В апреле 1942 года мастер Молотовского металлургического завода записал в своем дневнике: «В обед читал ребятам об Александре Невском. Сейчас герои прошлых лет Отчизны у всех на устах» [650]. Подобные сцены можно было наблюдать довольно часто. Но почему? Не потому ли, что вести с фронта зачастую не обнадеживали людей или были недостаточными? Распространение слухов не поощрялось, а порой и сурово преследовалось ответственными органами. Исторические притчи, в отличие от новостей, циркулировали в изобилии и внушали уверенность, поскольку к 1941 году советское общество накопило почти за пять лет обширный готовый к употреблению запас легенд, мифов и аллегорий, позволяющих истолковать должным образом все идеологические нестыковки и трудности военного времени. В основе сталинской пропаганды тех лет лежало утверждение, что советская власть сумеет отразить нападение немцев потому, что она является наследником государственных традиций, благодаря которым Россия уже почти тысячелетие успешно боролась с вторжениями иноземных захватчиков.
Ключевую роль в пропагандистской работе во время войны играли издательства, выпускавшие чрезвычайно большое количество воодушевляющих патриотических материалов.

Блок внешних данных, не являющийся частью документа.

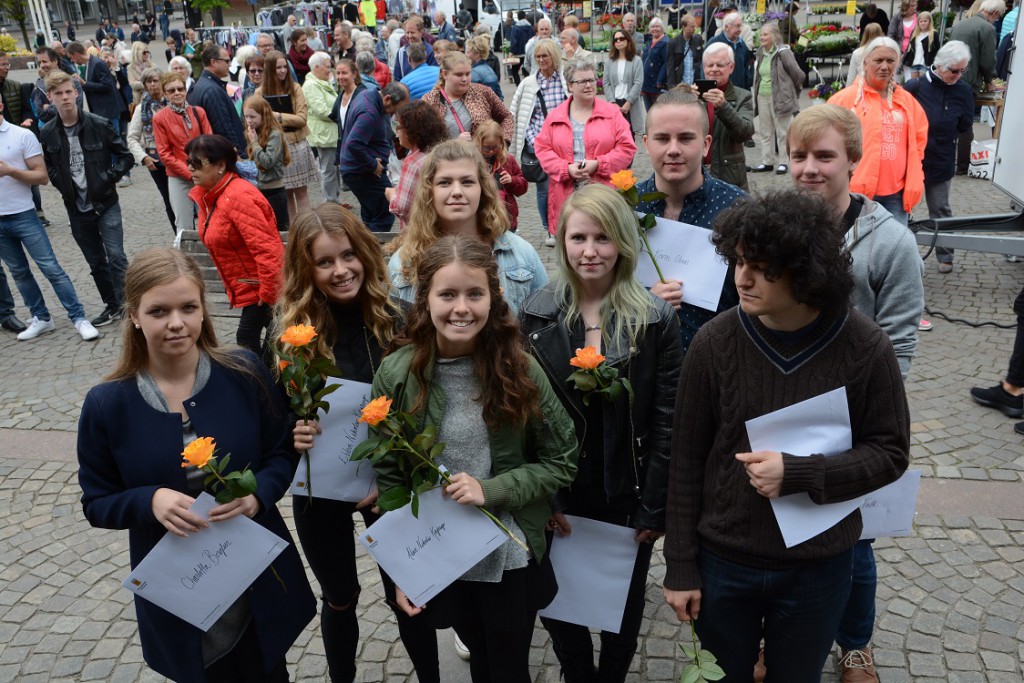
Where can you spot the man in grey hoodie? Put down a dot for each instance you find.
(824, 144)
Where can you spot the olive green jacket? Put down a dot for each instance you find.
(528, 464)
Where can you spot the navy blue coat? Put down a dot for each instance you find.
(127, 451)
(101, 90)
(211, 93)
(950, 112)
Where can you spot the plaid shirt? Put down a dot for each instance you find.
(553, 93)
(401, 203)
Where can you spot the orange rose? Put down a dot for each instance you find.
(199, 452)
(624, 179)
(587, 358)
(376, 411)
(298, 335)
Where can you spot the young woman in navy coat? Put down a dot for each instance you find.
(171, 385)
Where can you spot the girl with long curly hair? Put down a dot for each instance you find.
(267, 148)
(335, 281)
(460, 368)
(457, 196)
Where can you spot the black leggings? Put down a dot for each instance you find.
(571, 642)
(326, 531)
(496, 621)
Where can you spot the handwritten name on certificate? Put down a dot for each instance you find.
(819, 425)
(332, 475)
(199, 577)
(426, 555)
(685, 252)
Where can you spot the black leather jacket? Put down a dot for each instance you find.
(636, 447)
(99, 142)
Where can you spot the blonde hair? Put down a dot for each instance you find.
(301, 302)
(627, 306)
(424, 227)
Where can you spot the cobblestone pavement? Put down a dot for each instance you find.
(950, 598)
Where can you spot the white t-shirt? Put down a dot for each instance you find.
(16, 146)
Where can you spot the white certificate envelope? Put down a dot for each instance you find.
(685, 252)
(199, 577)
(593, 566)
(332, 475)
(819, 425)
(426, 554)
(889, 511)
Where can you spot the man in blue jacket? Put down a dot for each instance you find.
(365, 147)
(210, 92)
(99, 85)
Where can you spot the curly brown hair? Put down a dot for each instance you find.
(502, 367)
(424, 126)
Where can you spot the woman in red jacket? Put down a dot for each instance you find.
(239, 228)
(504, 168)
(173, 126)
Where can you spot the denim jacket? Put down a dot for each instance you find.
(519, 269)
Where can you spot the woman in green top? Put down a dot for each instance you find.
(777, 80)
(461, 368)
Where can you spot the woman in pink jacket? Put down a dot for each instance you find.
(583, 139)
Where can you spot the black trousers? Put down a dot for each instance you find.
(326, 531)
(571, 642)
(254, 330)
(496, 621)
(278, 197)
(159, 176)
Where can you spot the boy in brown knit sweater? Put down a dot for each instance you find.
(793, 337)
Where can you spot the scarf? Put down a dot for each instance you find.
(183, 113)
(150, 107)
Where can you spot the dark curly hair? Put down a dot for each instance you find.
(791, 231)
(508, 394)
(424, 126)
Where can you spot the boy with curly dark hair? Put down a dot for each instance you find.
(793, 337)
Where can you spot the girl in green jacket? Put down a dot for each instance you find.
(461, 368)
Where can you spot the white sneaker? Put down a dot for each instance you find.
(461, 649)
(85, 329)
(36, 328)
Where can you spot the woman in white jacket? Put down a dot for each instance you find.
(624, 78)
(528, 113)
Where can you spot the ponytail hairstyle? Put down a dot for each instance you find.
(508, 394)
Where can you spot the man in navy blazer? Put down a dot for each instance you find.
(99, 86)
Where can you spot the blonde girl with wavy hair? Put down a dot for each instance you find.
(335, 280)
(458, 196)
(596, 301)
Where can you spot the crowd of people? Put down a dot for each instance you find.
(461, 323)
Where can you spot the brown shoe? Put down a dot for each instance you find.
(759, 669)
(857, 667)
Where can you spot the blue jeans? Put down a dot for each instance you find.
(542, 203)
(6, 298)
(100, 237)
(894, 205)
(796, 611)
(22, 232)
(374, 207)
(858, 617)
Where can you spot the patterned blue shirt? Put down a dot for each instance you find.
(553, 93)
(699, 208)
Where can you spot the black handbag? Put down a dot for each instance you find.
(527, 160)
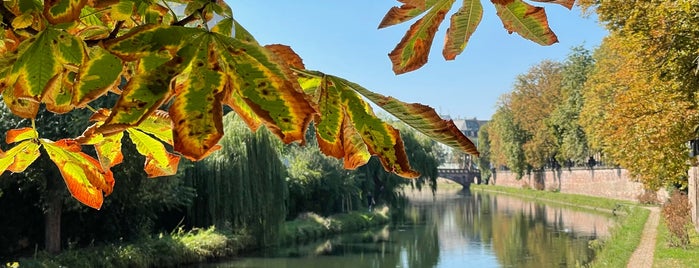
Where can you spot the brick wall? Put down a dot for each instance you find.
(692, 194)
(609, 183)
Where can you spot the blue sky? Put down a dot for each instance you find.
(341, 38)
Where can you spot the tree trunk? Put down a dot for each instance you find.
(52, 215)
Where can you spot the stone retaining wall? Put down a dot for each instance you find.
(608, 183)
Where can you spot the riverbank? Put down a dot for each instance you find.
(625, 237)
(201, 245)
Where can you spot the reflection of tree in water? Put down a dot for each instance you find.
(527, 238)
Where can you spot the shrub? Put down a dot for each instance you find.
(648, 197)
(676, 212)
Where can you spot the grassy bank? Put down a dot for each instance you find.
(666, 256)
(625, 237)
(201, 245)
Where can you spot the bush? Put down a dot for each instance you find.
(676, 212)
(648, 197)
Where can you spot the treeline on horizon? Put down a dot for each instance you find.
(250, 186)
(631, 102)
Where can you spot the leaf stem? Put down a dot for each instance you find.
(191, 17)
(113, 34)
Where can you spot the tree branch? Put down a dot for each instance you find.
(8, 17)
(191, 17)
(111, 35)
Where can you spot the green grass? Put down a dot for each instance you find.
(200, 245)
(311, 226)
(625, 237)
(162, 251)
(666, 256)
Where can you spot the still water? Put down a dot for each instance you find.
(455, 229)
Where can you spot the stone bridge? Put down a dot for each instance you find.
(461, 176)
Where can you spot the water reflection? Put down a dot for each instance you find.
(455, 230)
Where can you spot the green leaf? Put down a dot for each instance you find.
(412, 51)
(24, 108)
(84, 176)
(528, 21)
(42, 58)
(421, 117)
(159, 162)
(144, 94)
(59, 92)
(242, 34)
(265, 86)
(60, 11)
(347, 127)
(21, 134)
(463, 23)
(196, 111)
(150, 39)
(224, 27)
(381, 139)
(410, 9)
(159, 125)
(566, 3)
(97, 76)
(23, 21)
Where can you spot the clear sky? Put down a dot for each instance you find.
(341, 38)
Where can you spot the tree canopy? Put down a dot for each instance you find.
(176, 65)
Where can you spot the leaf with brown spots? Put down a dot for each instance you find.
(347, 128)
(463, 23)
(287, 55)
(526, 20)
(84, 176)
(410, 9)
(566, 3)
(421, 117)
(258, 84)
(41, 72)
(412, 51)
(196, 111)
(61, 11)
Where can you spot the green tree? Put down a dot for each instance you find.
(507, 139)
(564, 121)
(242, 185)
(642, 93)
(483, 161)
(535, 95)
(65, 54)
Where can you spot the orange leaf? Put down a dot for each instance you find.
(287, 55)
(84, 176)
(155, 169)
(19, 157)
(16, 135)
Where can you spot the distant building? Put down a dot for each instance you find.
(469, 127)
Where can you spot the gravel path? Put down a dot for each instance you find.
(643, 256)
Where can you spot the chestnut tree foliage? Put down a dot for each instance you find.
(176, 64)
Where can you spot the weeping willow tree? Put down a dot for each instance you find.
(242, 185)
(386, 186)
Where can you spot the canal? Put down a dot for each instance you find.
(454, 229)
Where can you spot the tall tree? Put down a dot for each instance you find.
(564, 121)
(483, 161)
(242, 185)
(535, 95)
(507, 139)
(642, 94)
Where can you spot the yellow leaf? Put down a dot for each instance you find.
(23, 21)
(84, 176)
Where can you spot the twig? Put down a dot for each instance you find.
(111, 35)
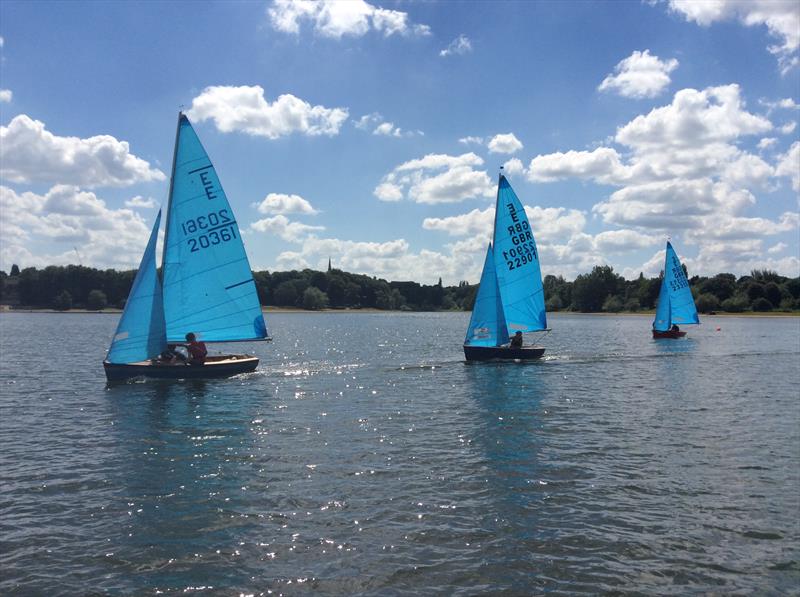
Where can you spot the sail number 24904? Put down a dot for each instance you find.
(215, 228)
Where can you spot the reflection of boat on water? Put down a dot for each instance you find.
(208, 287)
(675, 300)
(510, 296)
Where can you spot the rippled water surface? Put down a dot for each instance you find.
(366, 457)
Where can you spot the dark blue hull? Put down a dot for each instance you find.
(214, 367)
(490, 353)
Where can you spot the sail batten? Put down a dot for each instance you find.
(206, 270)
(675, 300)
(141, 331)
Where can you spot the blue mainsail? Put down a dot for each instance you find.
(141, 332)
(516, 261)
(487, 327)
(675, 300)
(208, 285)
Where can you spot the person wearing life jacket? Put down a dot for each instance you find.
(197, 350)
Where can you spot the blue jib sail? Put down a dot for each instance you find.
(141, 333)
(487, 327)
(208, 285)
(675, 300)
(516, 259)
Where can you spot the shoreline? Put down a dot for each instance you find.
(296, 310)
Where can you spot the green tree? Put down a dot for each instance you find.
(735, 304)
(761, 304)
(286, 294)
(554, 303)
(707, 302)
(632, 304)
(62, 301)
(589, 291)
(96, 300)
(314, 299)
(721, 286)
(612, 304)
(772, 293)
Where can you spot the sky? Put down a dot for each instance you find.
(372, 133)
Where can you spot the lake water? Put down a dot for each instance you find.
(366, 457)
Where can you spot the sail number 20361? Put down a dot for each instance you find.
(215, 228)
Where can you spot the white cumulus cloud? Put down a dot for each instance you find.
(139, 201)
(640, 75)
(284, 228)
(504, 143)
(278, 203)
(29, 153)
(460, 45)
(789, 165)
(336, 19)
(436, 178)
(245, 109)
(62, 219)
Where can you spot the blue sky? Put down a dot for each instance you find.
(372, 133)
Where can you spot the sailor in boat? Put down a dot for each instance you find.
(197, 350)
(172, 355)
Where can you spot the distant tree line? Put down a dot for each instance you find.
(601, 290)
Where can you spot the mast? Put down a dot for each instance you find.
(169, 198)
(496, 207)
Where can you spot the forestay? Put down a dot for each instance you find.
(516, 260)
(208, 285)
(141, 332)
(675, 300)
(487, 327)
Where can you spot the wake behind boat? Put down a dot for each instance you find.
(510, 295)
(675, 300)
(208, 287)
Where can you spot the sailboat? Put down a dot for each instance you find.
(675, 300)
(208, 287)
(510, 296)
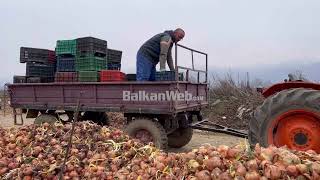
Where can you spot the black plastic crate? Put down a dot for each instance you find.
(66, 64)
(114, 56)
(91, 45)
(167, 76)
(40, 70)
(19, 79)
(44, 56)
(33, 80)
(131, 77)
(113, 66)
(47, 79)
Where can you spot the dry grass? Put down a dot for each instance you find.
(231, 103)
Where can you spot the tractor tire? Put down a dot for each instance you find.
(290, 117)
(152, 128)
(100, 118)
(45, 118)
(180, 137)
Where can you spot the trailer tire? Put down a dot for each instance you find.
(285, 115)
(100, 118)
(153, 127)
(180, 137)
(45, 118)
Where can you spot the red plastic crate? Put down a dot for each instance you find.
(112, 75)
(66, 77)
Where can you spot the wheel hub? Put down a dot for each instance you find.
(144, 136)
(298, 129)
(300, 139)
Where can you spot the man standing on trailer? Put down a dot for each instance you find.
(156, 49)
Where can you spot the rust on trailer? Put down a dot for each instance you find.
(106, 96)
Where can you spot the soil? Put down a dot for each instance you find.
(199, 137)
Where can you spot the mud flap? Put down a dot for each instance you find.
(32, 113)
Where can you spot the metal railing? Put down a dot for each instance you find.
(190, 69)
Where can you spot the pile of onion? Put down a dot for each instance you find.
(37, 152)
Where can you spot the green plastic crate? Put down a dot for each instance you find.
(88, 76)
(90, 63)
(65, 47)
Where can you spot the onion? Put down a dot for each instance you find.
(193, 165)
(3, 171)
(203, 151)
(302, 168)
(292, 170)
(233, 153)
(203, 175)
(241, 170)
(252, 165)
(267, 154)
(27, 171)
(215, 174)
(253, 175)
(213, 163)
(272, 172)
(315, 166)
(225, 176)
(223, 150)
(257, 149)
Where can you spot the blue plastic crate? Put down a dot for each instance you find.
(167, 76)
(66, 64)
(40, 70)
(113, 66)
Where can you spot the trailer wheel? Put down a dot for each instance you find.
(290, 117)
(148, 130)
(180, 137)
(100, 118)
(45, 118)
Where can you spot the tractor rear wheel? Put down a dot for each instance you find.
(289, 118)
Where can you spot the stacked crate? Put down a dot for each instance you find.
(91, 58)
(40, 65)
(168, 76)
(114, 59)
(66, 51)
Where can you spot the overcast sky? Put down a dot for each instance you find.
(235, 33)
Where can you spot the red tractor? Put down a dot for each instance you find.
(289, 116)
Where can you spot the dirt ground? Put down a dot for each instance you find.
(199, 137)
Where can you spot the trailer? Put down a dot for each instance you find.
(161, 112)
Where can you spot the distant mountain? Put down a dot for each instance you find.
(272, 73)
(265, 73)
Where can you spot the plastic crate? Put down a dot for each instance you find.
(66, 77)
(66, 47)
(91, 45)
(33, 80)
(66, 63)
(131, 77)
(112, 75)
(39, 70)
(19, 79)
(167, 76)
(114, 56)
(90, 63)
(88, 76)
(44, 56)
(113, 66)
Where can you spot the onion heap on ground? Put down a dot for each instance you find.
(37, 152)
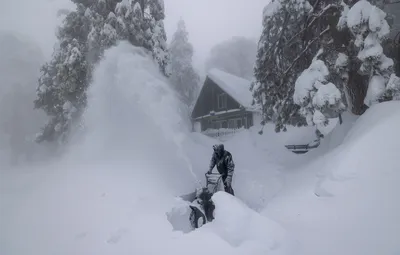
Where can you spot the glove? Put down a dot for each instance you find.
(228, 181)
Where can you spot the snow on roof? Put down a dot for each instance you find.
(238, 88)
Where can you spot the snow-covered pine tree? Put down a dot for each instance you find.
(368, 28)
(183, 76)
(142, 23)
(94, 26)
(63, 80)
(158, 36)
(275, 70)
(319, 99)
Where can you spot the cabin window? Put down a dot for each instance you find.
(239, 123)
(222, 98)
(231, 124)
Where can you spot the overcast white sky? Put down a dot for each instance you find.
(208, 21)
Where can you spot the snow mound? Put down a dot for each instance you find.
(346, 201)
(240, 226)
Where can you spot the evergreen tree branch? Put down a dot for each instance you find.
(305, 50)
(316, 17)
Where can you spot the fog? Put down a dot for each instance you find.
(209, 21)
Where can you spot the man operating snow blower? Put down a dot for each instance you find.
(225, 166)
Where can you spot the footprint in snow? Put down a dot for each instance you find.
(117, 235)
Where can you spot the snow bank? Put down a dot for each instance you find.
(346, 202)
(245, 229)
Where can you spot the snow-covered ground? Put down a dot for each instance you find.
(112, 190)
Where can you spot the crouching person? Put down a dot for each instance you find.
(225, 166)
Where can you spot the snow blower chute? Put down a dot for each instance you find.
(196, 208)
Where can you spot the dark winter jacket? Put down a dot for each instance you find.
(225, 165)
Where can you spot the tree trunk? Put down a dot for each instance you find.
(357, 91)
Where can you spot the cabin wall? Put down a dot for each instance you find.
(208, 100)
(232, 120)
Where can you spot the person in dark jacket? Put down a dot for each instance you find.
(225, 166)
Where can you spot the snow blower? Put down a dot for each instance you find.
(198, 205)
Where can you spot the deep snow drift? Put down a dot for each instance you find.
(110, 194)
(346, 201)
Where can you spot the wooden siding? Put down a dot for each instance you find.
(212, 122)
(208, 100)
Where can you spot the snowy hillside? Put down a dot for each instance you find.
(345, 202)
(111, 192)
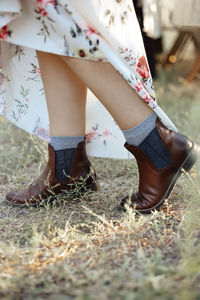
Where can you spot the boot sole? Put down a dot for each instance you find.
(87, 189)
(187, 165)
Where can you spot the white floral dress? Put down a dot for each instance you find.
(100, 30)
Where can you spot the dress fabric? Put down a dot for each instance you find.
(99, 30)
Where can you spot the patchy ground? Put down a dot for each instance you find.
(87, 248)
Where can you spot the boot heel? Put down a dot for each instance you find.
(192, 158)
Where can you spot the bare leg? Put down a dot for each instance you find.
(65, 95)
(112, 90)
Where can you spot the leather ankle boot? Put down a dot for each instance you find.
(46, 186)
(156, 184)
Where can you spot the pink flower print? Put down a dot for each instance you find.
(90, 31)
(41, 5)
(1, 80)
(4, 33)
(37, 71)
(148, 99)
(106, 135)
(90, 136)
(142, 67)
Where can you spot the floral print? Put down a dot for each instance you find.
(99, 30)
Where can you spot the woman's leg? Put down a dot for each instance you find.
(65, 96)
(68, 165)
(161, 154)
(112, 90)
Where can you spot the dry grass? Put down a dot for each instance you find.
(87, 248)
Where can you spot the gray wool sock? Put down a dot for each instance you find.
(136, 135)
(65, 142)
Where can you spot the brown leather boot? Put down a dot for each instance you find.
(46, 186)
(155, 185)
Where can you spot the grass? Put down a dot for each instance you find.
(87, 248)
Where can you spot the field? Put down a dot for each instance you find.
(86, 248)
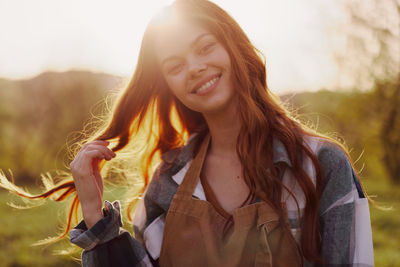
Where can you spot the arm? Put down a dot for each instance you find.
(106, 244)
(344, 213)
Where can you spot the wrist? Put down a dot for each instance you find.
(91, 215)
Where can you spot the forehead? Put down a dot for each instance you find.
(175, 38)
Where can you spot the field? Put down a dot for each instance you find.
(23, 227)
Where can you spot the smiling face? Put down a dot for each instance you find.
(196, 67)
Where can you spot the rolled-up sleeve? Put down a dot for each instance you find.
(107, 244)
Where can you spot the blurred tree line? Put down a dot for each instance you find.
(41, 116)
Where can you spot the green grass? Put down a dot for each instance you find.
(21, 228)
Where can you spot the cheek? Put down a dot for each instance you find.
(176, 85)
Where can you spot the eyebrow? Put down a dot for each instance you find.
(198, 38)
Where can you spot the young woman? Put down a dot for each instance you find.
(241, 183)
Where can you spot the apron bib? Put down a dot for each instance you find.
(194, 231)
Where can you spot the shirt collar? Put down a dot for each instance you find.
(279, 153)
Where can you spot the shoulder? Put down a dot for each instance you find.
(340, 183)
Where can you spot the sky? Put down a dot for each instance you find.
(296, 37)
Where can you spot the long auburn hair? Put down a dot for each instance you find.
(147, 106)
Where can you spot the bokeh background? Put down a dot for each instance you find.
(336, 64)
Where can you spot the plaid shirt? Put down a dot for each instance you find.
(344, 213)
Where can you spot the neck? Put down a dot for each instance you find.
(224, 128)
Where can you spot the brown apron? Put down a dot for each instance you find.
(194, 231)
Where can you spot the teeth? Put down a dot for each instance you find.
(207, 85)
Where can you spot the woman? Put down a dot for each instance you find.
(241, 183)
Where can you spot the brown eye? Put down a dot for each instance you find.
(206, 48)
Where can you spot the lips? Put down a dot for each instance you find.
(204, 82)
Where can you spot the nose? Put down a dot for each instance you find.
(196, 67)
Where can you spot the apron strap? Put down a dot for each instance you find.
(186, 188)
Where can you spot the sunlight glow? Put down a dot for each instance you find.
(105, 36)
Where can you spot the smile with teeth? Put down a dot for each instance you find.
(206, 85)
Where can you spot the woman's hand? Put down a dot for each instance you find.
(87, 178)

Такие книги, как сочинения Тарле, претерпели множество переизданий в столичных городах и на периферии; его двухтомный труд «Крымская война» печатался в Ленинграде даже в самые тяжелые дни блокады [651]. Другим бестселлером, принадлежавшим перу Тарле, была его книга о Наполеоне. Н. К. Вержбицкий пишет, что в декабре 1941 года она пользовалась в Москве большим спросом [652], который объяснялся прежде всего злободневностью ее основного конфликта: враг у ворот Москвы. Некоторые даже обращались в Институт истории в надежде заполучить экземпляр книги, которую нигде не могли достать. Историк Гопнер впоследствии вспоминал: «Если бы вы знали, что делалось, когда приезжали и красноармейцы, и командиры! Полковник, командир, майор — все умоляли, упрашивали дать лишний экземпляр этой книги». Таким образом, Гопнер имел возможность убедиться, что даже в разгар войны люди «интересовались историей» [653].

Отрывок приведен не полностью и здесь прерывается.